There, white Democrat Jeff Everson won election twice despite the district having a bare black majority of voters whose proportion only has increased since. This makes community activist Levette Fuller the favorite, although she will have to fend off another community activist and perennial candidate Craig Lee, a black independent backed by Bradford. Joining her in an expected runoff likely will be the only Republican in the race, Vance.

Yet the mayor’s race seems the most wide-open. Democrat incumbent Ollie Tyler will have to fend off at least four major challengers, Republicans Jim Taliaferro and Lee O. Savage, and Democrats Steven Jackson and Adrian Perkins.

Tyler has come under fire for controversies surrounding the police chief she selected Alan Crump while the city’s crime rate remains high and in pursuing pie-in-the-sky economic development ideas.
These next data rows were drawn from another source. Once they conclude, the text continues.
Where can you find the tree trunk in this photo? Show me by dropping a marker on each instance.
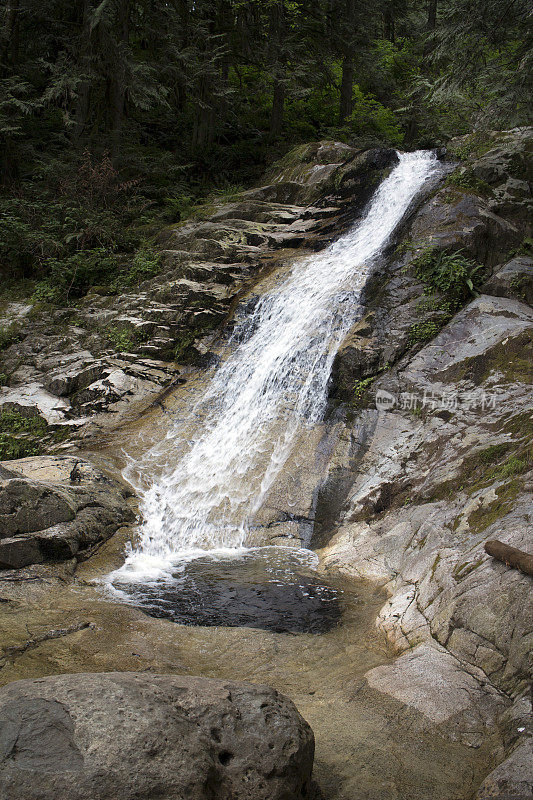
(389, 21)
(431, 24)
(83, 98)
(510, 556)
(346, 96)
(9, 46)
(117, 86)
(276, 114)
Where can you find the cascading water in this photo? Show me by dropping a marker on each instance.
(272, 385)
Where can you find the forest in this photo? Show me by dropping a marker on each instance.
(121, 116)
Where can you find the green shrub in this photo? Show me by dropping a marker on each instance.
(121, 339)
(423, 331)
(468, 182)
(8, 336)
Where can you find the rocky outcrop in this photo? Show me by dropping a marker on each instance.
(124, 735)
(112, 353)
(56, 508)
(435, 458)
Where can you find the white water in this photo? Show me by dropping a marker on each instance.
(273, 384)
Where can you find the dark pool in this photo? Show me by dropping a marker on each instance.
(269, 588)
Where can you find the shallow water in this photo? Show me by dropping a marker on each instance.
(270, 588)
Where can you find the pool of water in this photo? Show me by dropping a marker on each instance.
(271, 588)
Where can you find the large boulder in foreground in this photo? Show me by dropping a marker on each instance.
(54, 508)
(125, 735)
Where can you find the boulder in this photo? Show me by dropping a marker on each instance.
(513, 279)
(513, 778)
(47, 515)
(119, 735)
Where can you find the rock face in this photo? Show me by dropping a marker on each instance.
(123, 735)
(111, 352)
(435, 459)
(45, 515)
These other candidates have, from mildly to severely, criticized these aspects of her rule.

Ironically, this dissatisfaction may work to her advantage. Caddo Parish Commissioner Jackson and lawyer Perkins, both black, could split that portion of the vote dissatisfied with Tyler. This could allow either white Republican to make a runoff with her, where she would win.

But businessman Savage and Taliaferro, with a background in law enforcement and who likely will draw more Republican support after a spirited run for constable four years ago, could split the GOP vote enough so that Jackson, likelier than Perkins, could consolidate enough support to get into the runoff with Tyler, making for a scenario too close to call. Worse, if Perkins does better than expected and the Republicans split their vote, the black Democrats could ace her out of the runoff.

The only certainty in all of this is Shreveporters apparently want a lot of options to current officeholders.